PUBLISHED: 10:48 17 October 2008 | UPDATED: 08:28 28 March 2014

A group of insect-killing sprays are believed to be implicated in the catastrophic loss of honey bees.

The sprays, known as neonicotinoids, which  are widely used in UK farming, have now been banned in four other European countries because they are thought to be killing bees, says the Soil Association.
Italy has just joined Germany, Slovenia and France in banning the sprays. The Italian government also issued an immediate suspension of the sprays after they accepted that they are killing bees.
The Soil Association has now written to Hilary Benn, the Secretary of State for the Environment, urging him to ban the sprays in the UK with immediate effect.

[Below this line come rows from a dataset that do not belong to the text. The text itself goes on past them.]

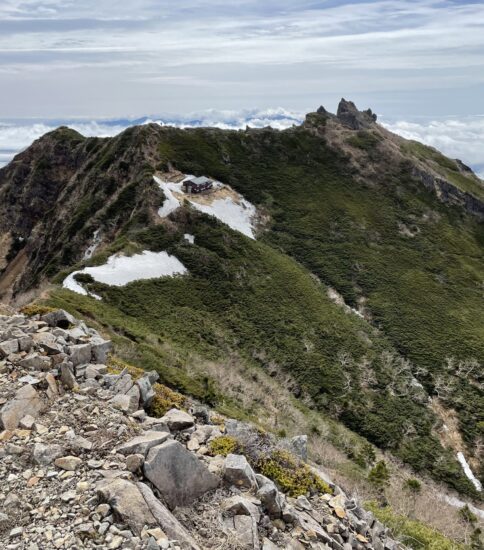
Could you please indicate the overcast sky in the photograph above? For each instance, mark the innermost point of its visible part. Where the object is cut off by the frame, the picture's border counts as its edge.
(411, 61)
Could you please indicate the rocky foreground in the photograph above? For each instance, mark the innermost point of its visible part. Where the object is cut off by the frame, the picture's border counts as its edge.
(84, 466)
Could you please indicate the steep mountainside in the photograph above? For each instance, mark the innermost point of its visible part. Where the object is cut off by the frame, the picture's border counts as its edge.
(361, 297)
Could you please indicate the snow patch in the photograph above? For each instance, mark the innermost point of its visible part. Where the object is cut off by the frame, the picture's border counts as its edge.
(336, 297)
(468, 472)
(457, 503)
(223, 203)
(171, 203)
(121, 270)
(237, 215)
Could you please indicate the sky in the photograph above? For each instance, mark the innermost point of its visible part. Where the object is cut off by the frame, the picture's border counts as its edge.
(418, 64)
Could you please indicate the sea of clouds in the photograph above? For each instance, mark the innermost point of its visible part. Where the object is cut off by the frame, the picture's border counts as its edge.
(461, 138)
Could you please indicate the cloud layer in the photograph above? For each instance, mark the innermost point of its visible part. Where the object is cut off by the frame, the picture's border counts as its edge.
(106, 58)
(455, 137)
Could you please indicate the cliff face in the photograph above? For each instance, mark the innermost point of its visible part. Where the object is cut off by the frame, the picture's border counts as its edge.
(57, 193)
(64, 187)
(345, 209)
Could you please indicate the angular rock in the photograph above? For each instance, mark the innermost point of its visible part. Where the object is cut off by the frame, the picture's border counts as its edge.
(26, 401)
(238, 472)
(146, 391)
(59, 318)
(124, 403)
(272, 499)
(95, 371)
(178, 474)
(52, 389)
(100, 349)
(238, 505)
(36, 362)
(143, 443)
(244, 529)
(268, 545)
(170, 525)
(134, 395)
(134, 462)
(46, 454)
(25, 343)
(70, 463)
(67, 376)
(126, 500)
(178, 420)
(80, 353)
(27, 422)
(8, 347)
(123, 384)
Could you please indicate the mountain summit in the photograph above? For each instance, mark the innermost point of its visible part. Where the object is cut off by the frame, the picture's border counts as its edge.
(327, 279)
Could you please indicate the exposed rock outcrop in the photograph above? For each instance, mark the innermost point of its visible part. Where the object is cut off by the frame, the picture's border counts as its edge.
(79, 472)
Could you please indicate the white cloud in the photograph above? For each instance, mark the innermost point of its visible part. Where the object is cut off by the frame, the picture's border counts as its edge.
(455, 137)
(258, 52)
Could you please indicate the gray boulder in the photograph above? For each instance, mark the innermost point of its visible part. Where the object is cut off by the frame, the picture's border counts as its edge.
(80, 354)
(143, 443)
(177, 420)
(46, 454)
(170, 525)
(178, 474)
(26, 401)
(100, 349)
(238, 505)
(147, 393)
(244, 530)
(67, 376)
(238, 472)
(59, 318)
(35, 361)
(272, 499)
(128, 503)
(8, 346)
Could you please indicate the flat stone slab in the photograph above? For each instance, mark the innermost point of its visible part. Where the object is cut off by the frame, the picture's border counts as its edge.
(143, 443)
(178, 420)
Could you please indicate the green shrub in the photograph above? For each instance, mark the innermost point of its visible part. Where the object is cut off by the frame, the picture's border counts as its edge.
(413, 485)
(412, 533)
(293, 477)
(84, 278)
(164, 400)
(379, 475)
(224, 445)
(36, 309)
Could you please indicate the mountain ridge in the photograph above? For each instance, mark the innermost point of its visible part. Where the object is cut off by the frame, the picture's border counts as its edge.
(391, 226)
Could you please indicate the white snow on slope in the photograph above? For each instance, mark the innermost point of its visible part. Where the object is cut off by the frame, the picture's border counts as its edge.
(468, 472)
(171, 203)
(96, 239)
(233, 210)
(121, 270)
(238, 216)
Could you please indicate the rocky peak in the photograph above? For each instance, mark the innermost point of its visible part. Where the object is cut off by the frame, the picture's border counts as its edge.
(350, 116)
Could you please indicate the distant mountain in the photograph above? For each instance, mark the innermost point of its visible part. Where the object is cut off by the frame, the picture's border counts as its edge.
(361, 294)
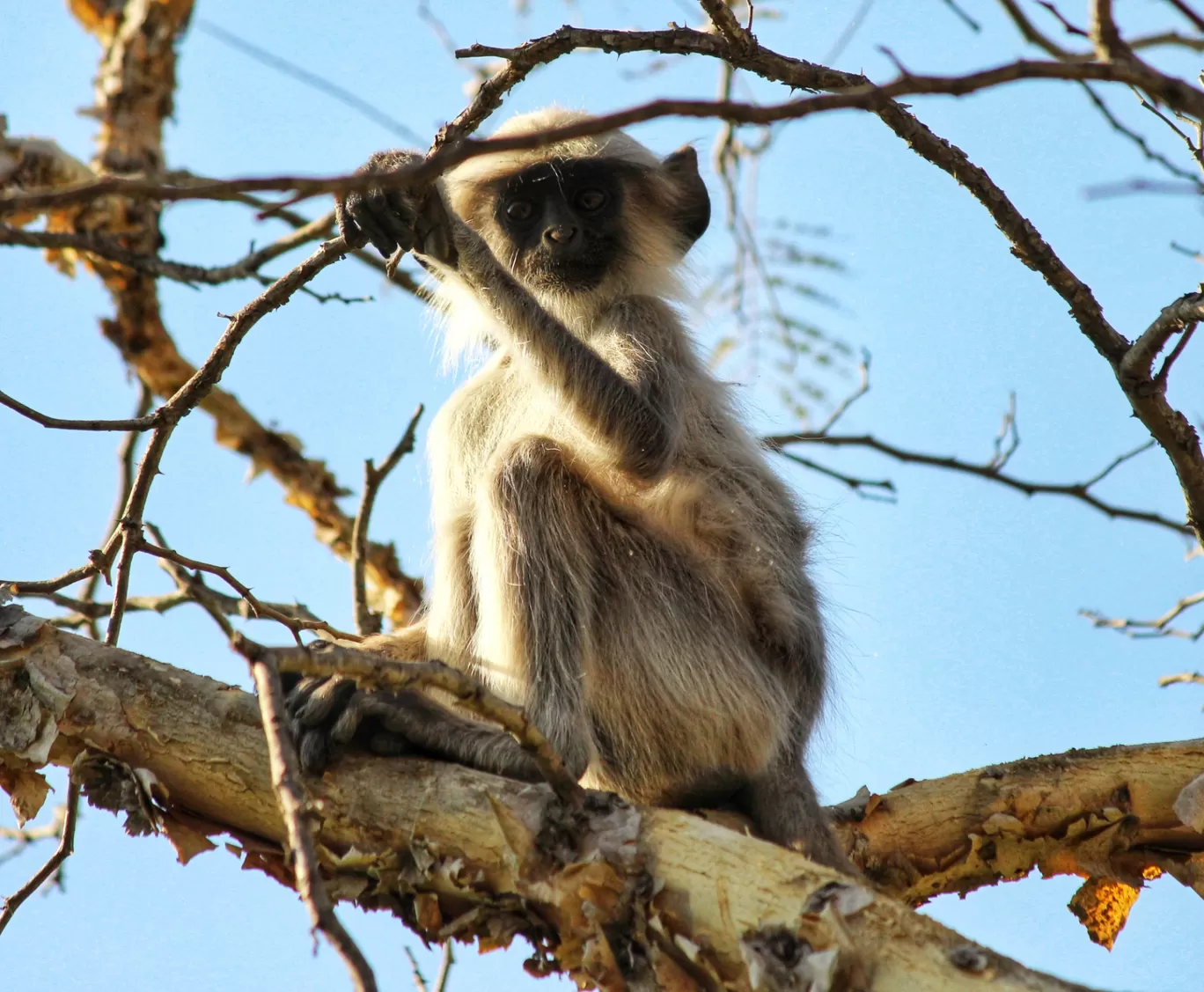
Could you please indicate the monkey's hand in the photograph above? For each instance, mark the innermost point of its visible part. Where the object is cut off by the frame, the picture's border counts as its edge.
(398, 219)
(327, 716)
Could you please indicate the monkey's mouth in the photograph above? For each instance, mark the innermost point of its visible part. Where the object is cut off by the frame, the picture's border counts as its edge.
(575, 272)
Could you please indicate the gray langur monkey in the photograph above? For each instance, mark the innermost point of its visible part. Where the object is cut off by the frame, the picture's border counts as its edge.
(612, 550)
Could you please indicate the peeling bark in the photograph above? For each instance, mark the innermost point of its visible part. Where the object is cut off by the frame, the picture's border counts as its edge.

There is worldwide concern at widespread, unexplained and devastating deaths of honey bees over the last two years. Bee keepers have reported potentially catastrophic loss of bees from their hives ranging anywhere from 30-90 per cent. Britain’s beekeepers have reported that close to one in three hives have failed to make it through last winter and spring.
This ‘Colony Collapse Disorder’ (CCD) is not just a problem for beekeepers and farmers, but for consumers as well, since bee pollination is essential for crop production. The US Department of Agriculture says that one out of every three mouthfuls of food is dependant on bee pollination, and globally up to two-thirds of all major crops rely on pollination, mainly by bees.
The products implicated in bee deaths, clothianidin, imidacloprid, fipronil and thiamethoxam, are approved to kill insects on a wide range of crops in the UK including very widely grown oilseed rape, barley, and sugar beet. They are also cleared for use in ornamental plant and hop production.